Szűcs competed in the heptathlon at the 2021 European Athletics U20 Championships in Tallinn, Estonia, and was a bronze medalist at the 2021 World Athletics U20 Championships in Nairobi, Kenya, in the heptathlon with a personal best score of 5674.

In January 2024, she broke Xénia Krizsán's Hungarian U23 record in the pentathlon, and then further improved her record and winning the national championship at the Hungarian Indoor Athletics Championships, with a total tally of 4,588 points, jumping to an early second place in the world rankings for the year. She was subsequently selected to compete at the 2024 World Athletics Indoor Championships in Glasgow, Scotland, in which she finished tenth overall. That summer, she finished in sixteenth place overall in the heptathlon at the 2024 European Athletics Championships in Rome, Italy, in June 2024.
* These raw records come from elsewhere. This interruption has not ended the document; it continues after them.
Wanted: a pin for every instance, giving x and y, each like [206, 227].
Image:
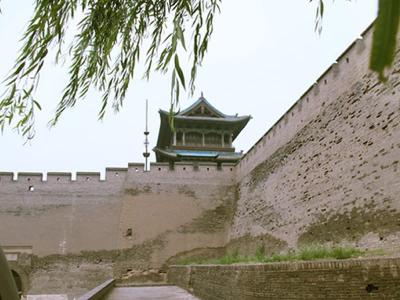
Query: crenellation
[30, 177]
[59, 177]
[325, 90]
[6, 177]
[88, 176]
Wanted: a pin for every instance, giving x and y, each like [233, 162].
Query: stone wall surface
[127, 226]
[351, 279]
[328, 171]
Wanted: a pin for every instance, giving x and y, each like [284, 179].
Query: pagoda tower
[200, 133]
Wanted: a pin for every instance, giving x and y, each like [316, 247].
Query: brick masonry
[326, 172]
[350, 279]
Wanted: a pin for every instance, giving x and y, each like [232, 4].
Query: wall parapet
[324, 90]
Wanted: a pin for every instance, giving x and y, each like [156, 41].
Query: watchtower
[200, 133]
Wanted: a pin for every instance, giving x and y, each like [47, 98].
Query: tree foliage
[114, 36]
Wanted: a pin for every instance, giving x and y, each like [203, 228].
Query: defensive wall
[330, 280]
[326, 172]
[128, 225]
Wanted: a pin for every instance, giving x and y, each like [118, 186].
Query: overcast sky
[263, 55]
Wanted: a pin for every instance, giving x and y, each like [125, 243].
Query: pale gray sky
[263, 55]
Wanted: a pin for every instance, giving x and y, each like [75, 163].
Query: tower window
[179, 138]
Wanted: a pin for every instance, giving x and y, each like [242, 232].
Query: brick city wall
[351, 279]
[328, 170]
[128, 225]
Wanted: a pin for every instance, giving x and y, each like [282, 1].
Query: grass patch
[312, 252]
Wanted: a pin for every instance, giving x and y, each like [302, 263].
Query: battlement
[114, 174]
[339, 77]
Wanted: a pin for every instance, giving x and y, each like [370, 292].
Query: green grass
[312, 252]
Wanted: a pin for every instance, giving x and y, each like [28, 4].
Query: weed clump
[311, 252]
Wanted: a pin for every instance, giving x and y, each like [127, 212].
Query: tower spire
[146, 153]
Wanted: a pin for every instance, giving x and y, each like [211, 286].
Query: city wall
[127, 226]
[328, 170]
[330, 280]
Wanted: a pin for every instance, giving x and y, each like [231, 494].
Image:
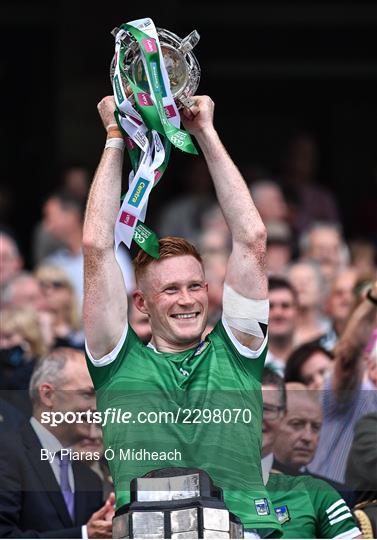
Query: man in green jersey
[192, 402]
[306, 507]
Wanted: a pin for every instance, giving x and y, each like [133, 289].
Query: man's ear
[46, 394]
[139, 301]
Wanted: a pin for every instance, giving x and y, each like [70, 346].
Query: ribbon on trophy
[150, 127]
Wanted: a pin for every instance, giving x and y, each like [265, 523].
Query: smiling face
[174, 294]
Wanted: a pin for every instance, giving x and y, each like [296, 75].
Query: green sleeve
[334, 518]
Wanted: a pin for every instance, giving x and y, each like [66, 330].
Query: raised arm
[246, 270]
[105, 295]
[348, 370]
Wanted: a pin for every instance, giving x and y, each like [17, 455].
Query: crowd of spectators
[322, 342]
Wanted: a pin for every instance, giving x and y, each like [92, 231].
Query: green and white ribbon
[150, 127]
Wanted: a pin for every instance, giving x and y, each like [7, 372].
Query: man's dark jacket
[31, 503]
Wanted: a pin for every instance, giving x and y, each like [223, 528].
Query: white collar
[46, 438]
[267, 462]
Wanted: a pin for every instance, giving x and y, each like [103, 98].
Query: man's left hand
[198, 118]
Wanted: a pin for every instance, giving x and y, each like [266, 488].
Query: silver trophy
[177, 503]
[181, 64]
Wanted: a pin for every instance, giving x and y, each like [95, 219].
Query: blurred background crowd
[321, 263]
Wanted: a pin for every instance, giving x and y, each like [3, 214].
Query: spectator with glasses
[61, 303]
[306, 506]
[282, 322]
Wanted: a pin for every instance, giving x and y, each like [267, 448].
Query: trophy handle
[189, 42]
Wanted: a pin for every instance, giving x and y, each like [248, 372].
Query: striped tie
[64, 485]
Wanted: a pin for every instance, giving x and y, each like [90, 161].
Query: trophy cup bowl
[181, 64]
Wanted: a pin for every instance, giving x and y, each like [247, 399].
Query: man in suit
[61, 499]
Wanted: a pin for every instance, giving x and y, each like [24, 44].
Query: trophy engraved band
[181, 63]
[176, 503]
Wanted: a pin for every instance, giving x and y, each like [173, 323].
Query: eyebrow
[178, 283]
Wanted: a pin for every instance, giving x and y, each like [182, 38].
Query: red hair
[170, 246]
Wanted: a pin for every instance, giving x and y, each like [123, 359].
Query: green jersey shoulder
[308, 507]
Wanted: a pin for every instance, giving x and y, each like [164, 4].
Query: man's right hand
[97, 525]
[106, 108]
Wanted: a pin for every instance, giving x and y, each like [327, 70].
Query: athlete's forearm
[232, 192]
[103, 202]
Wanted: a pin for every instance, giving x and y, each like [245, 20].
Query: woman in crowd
[309, 364]
[61, 303]
[21, 345]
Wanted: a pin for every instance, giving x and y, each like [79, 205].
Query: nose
[185, 297]
[307, 434]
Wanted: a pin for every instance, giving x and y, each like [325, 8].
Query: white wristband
[115, 142]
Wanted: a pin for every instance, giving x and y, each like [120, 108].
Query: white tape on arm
[244, 314]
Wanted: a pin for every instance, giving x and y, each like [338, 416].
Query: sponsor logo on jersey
[138, 192]
[127, 219]
[155, 81]
[149, 44]
[134, 120]
[118, 90]
[144, 99]
[261, 506]
[130, 144]
[282, 513]
[170, 112]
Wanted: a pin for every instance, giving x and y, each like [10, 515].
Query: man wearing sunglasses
[306, 506]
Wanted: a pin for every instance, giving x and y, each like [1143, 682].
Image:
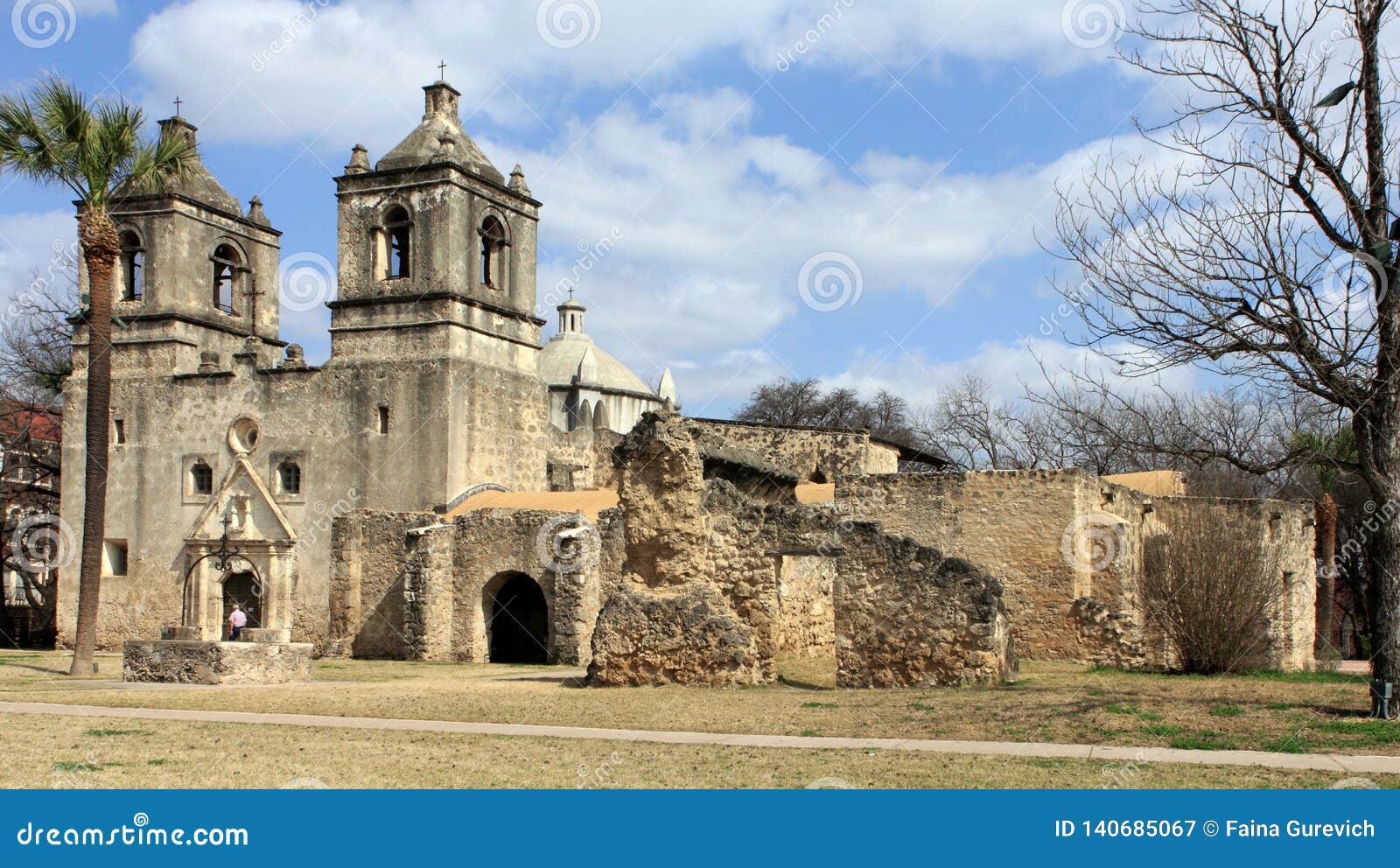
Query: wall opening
[807, 618]
[242, 588]
[517, 620]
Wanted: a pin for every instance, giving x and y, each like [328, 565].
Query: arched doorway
[517, 620]
[242, 588]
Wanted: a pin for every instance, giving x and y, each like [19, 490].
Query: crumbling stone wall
[368, 583]
[807, 452]
[807, 615]
[1071, 550]
[1287, 529]
[906, 616]
[697, 601]
[583, 459]
[408, 585]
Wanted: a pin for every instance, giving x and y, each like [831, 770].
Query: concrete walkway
[1320, 762]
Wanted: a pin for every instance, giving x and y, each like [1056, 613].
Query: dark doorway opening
[242, 588]
[518, 622]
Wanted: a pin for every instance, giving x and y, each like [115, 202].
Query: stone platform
[205, 662]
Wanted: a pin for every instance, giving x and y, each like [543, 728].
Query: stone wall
[906, 616]
[807, 615]
[697, 601]
[1071, 550]
[809, 454]
[412, 587]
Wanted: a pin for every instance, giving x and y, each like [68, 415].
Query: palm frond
[94, 147]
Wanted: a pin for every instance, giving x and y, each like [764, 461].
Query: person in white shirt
[237, 620]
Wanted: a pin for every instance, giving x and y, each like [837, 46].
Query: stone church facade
[448, 486]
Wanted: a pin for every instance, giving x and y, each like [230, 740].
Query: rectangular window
[114, 557]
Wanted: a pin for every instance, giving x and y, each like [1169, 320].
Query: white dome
[567, 352]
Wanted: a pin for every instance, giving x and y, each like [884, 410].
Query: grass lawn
[1050, 704]
[69, 752]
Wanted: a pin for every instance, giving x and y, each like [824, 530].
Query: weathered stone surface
[189, 662]
[906, 616]
[682, 639]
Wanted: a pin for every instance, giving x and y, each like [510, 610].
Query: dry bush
[1213, 592]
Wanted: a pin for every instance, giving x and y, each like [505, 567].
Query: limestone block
[195, 662]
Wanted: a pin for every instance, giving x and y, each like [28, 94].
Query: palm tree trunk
[1325, 514]
[100, 245]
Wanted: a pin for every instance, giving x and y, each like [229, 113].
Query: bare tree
[1266, 254]
[1211, 594]
[37, 340]
[805, 402]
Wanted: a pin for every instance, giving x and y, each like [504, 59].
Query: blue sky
[903, 151]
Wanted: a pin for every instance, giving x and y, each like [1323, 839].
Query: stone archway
[245, 590]
[517, 620]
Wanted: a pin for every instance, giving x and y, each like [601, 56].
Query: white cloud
[284, 70]
[1008, 368]
[37, 247]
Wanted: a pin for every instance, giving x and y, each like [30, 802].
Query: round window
[242, 436]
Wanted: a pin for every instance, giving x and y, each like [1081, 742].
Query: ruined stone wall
[368, 583]
[410, 587]
[807, 452]
[1070, 550]
[1287, 529]
[699, 597]
[906, 616]
[807, 618]
[1010, 524]
[583, 459]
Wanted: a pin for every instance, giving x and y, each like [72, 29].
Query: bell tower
[196, 273]
[438, 248]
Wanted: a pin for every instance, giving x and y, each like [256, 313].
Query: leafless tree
[1211, 594]
[1264, 251]
[37, 340]
[805, 402]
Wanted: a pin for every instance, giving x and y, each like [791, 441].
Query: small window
[289, 478]
[114, 556]
[494, 254]
[202, 478]
[398, 231]
[226, 276]
[132, 256]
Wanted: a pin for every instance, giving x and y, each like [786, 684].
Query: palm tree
[91, 147]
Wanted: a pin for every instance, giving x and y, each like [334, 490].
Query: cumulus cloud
[321, 74]
[37, 247]
[1007, 366]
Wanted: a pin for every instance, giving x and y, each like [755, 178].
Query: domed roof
[571, 354]
[440, 139]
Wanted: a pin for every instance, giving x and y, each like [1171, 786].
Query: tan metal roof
[590, 503]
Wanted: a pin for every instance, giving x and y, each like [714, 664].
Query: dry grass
[1050, 704]
[67, 752]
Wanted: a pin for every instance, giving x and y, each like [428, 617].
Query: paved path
[1322, 762]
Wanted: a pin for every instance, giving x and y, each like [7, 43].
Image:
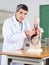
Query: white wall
[32, 4]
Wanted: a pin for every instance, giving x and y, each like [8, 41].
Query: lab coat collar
[15, 21]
Coached by Attila Zsivoczky, she was selected for the 2025 World Athletics Indoor Championships in Nanjing, China, and achieved her best international result, finishing in sixth overall, recovering successfully from a slow start to the competition which saw her initially in eleventh place. She won a silver medal in the heptathlon at the 2025 World University Games in Germany in July 2025 with a personal best 6081 points.

Szűcs was selected for the pentathlon at the 2026 World Athletics Indoor Championships in Toruń, Poland, placing fifth overall with a personal best tally of 4618 points. In August, she competed at the 2026 European Athletics Championships in Birmingham, England, in heptathlon.